2014 Slovenian archives law referendum

Results
| Choice | Votes | % |
| Yes | 64,571 | 32.63% |
| No | 133,347 | 67.37% |
| Valid votes | 197,918 | 98.44% |
| Invalid or blank votes | 3,129 | 1.56% |
| Total votes | 201,047 | 100.00% |
| Registered voters/turnout | 1,712,733 | 11.74% |

= 2014 Slovenian archives law referendum =

A referendum on the archive law was held in Slovenia on 8 June 2014. Voters were asked whether they were in favor of the amendments to the law that were passed in January 2014. The amendments were rejected by 67% of voters, although the referendum was invalidated by "no" voters accounting for only 7.79% of all registered voters, well below the 20% quorum.

==Background==
The referendum was initiated by Eva Irgl, an MP for the Slovenian Democratic Party (SDS), following a decision by the National Assembly on 28 January 2014 to amend the law on the national archives. The amendment would result in the anonymisation of personal data of people working for and victims of the Yugoslav-era secret services. The party collected over 40,000 signatures, enough to force a referendum.
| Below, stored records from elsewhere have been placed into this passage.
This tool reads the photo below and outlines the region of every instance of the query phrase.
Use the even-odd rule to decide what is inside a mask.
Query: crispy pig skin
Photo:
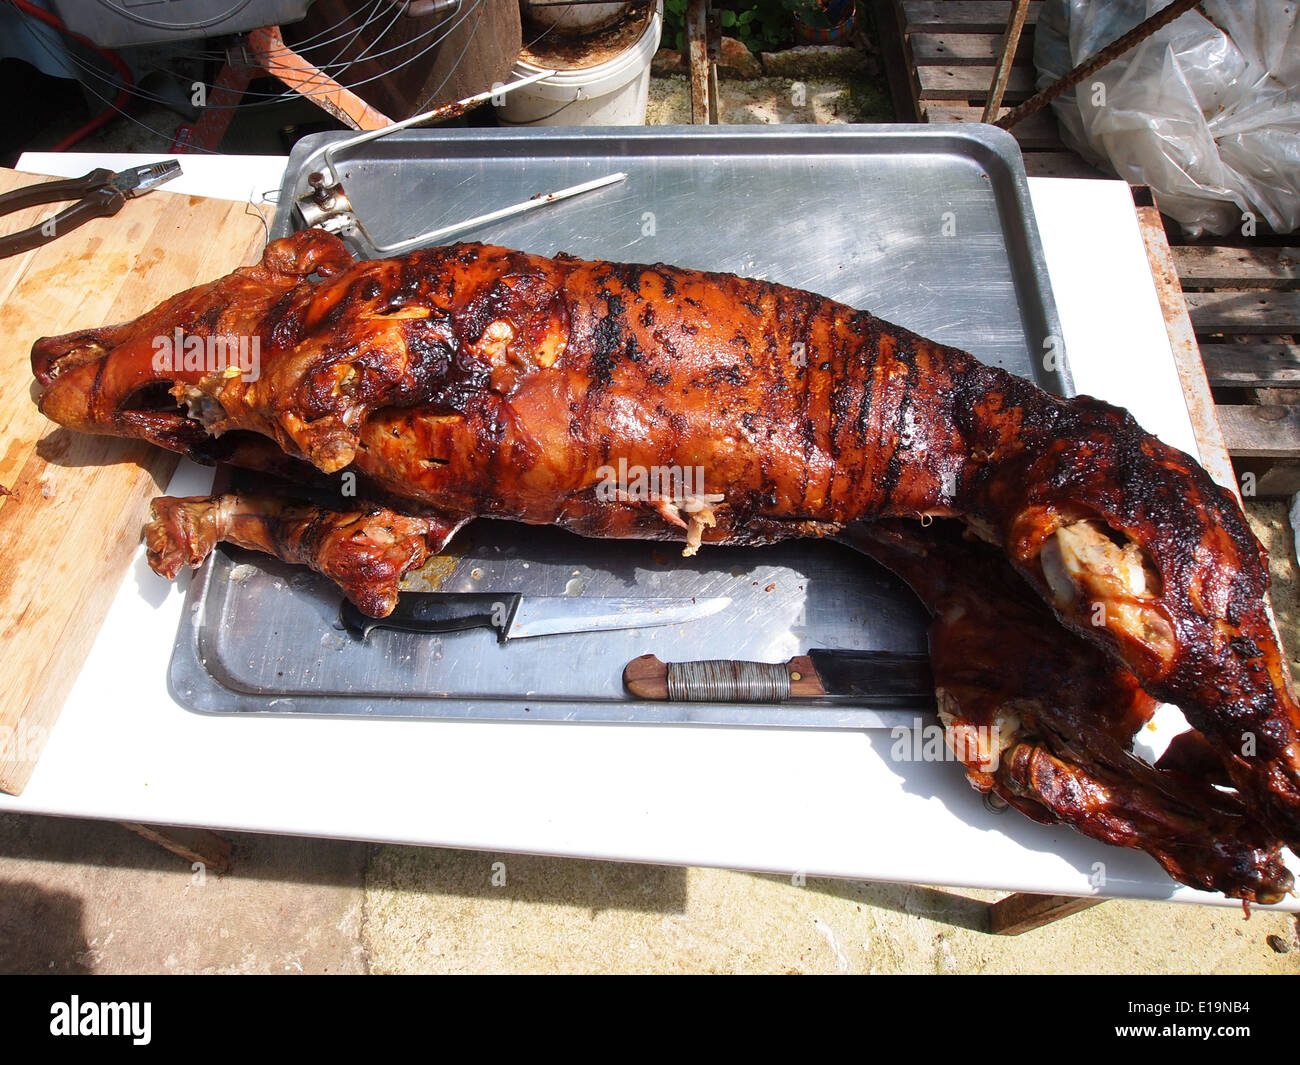
[[[939,705],[971,784],[1037,821],[1144,850],[1184,884],[1280,901],[1294,887],[1282,842],[1241,796],[1214,786],[1217,760],[1218,772],[1188,764],[1187,740],[1171,748],[1182,757],[1155,766],[1135,755],[1155,700],[1099,647],[1056,625],[999,552],[954,525],[886,520],[841,539],[902,577],[933,614]],[[997,728],[998,749],[963,742],[972,727]]]
[[[156,369],[175,328],[255,338],[259,374]],[[692,545],[959,516],[1179,705],[1257,816],[1300,840],[1300,713],[1233,496],[1127,412],[864,311],[479,244],[354,264],[308,230],[135,322],[43,338],[32,367],[42,409],[71,428],[253,466],[274,460],[249,444],[262,437],[449,527],[486,515]],[[189,417],[142,398],[162,387]],[[602,494],[620,460],[705,483]]]
[[[334,511],[266,496],[162,496],[144,539],[149,565],[168,578],[197,566],[218,543],[309,566],[371,617],[397,606],[402,577],[442,550],[456,526],[380,506]]]

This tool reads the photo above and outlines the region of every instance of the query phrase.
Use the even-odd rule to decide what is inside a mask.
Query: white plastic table
[[[28,154],[19,168],[71,176],[150,158]],[[284,159],[184,165],[169,189],[242,199],[277,188]],[[1128,187],[1031,179],[1030,191],[1078,389],[1196,453]],[[182,463],[169,492],[210,480]],[[0,795],[0,810],[1239,905],[1140,852],[992,813],[959,765],[891,760],[887,731],[190,713],[164,680],[184,578],[155,576],[143,554],[26,791]]]

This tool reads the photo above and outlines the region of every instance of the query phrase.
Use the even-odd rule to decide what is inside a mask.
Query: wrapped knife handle
[[[691,703],[783,703],[825,695],[806,655],[788,662],[712,659],[661,662],[634,658],[623,670],[627,690],[642,699]]]
[[[929,656],[905,651],[813,648],[788,662],[735,659],[661,662],[634,658],[623,684],[640,699],[692,703],[784,703],[826,696],[873,705],[934,708]]]
[[[665,679],[674,703],[783,703],[790,698],[790,674],[780,662],[669,662]]]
The referendum was originally set to be held on 4 May following a decree in the National Assembly. However, the SDS appealed to the Supreme Court, claiming that the date was inappropriate, as early voting would coincide with the May Day public holiday. The appeal was unanimously upheld by the Court, who ordered the National Assembly to set a new date within seven days. The Court also ruled against the National Assembly claim that the referendum could not be held in parallel with the European Parliament elections on 25 May. This date had been favoured by the referendum's initiators, as a constitutional amendment in 2012 had introduced new quorum requirement requiring a minimum turnout for a law to be rejected. The Constitution states that a law is rejected in a referendum if a majority of voters who have cast valid votes vote against the law, provided at least one fifth of all qualified voters have voted against.

On 24 April the National Assembly approved holding the referendum on 8 June. The SDS claimed it would challenge the new date in the Supreme Court.

==Results==

| Choice | Votes | Votes % | Turnout % |
| For | 64,571 | 32.63 | 3.77 |
| Against | 133,347 | 67.37 | 7.79 |
| Total valid votes | 197,918 | 100 | 11.56 |
| Invalid/blank votes | 3,129 |  | 0.18 |
| Total votes cast | 201,047 |  | 11.74 |
| Registered voters | 1,712,733 |  | 100 |
Source: Government of Slovenia

Although a majority of voters who cast valid votes voted against the law, the second constitutional requirement that at least one-fifth of all qualified voters have voted against the law was not met.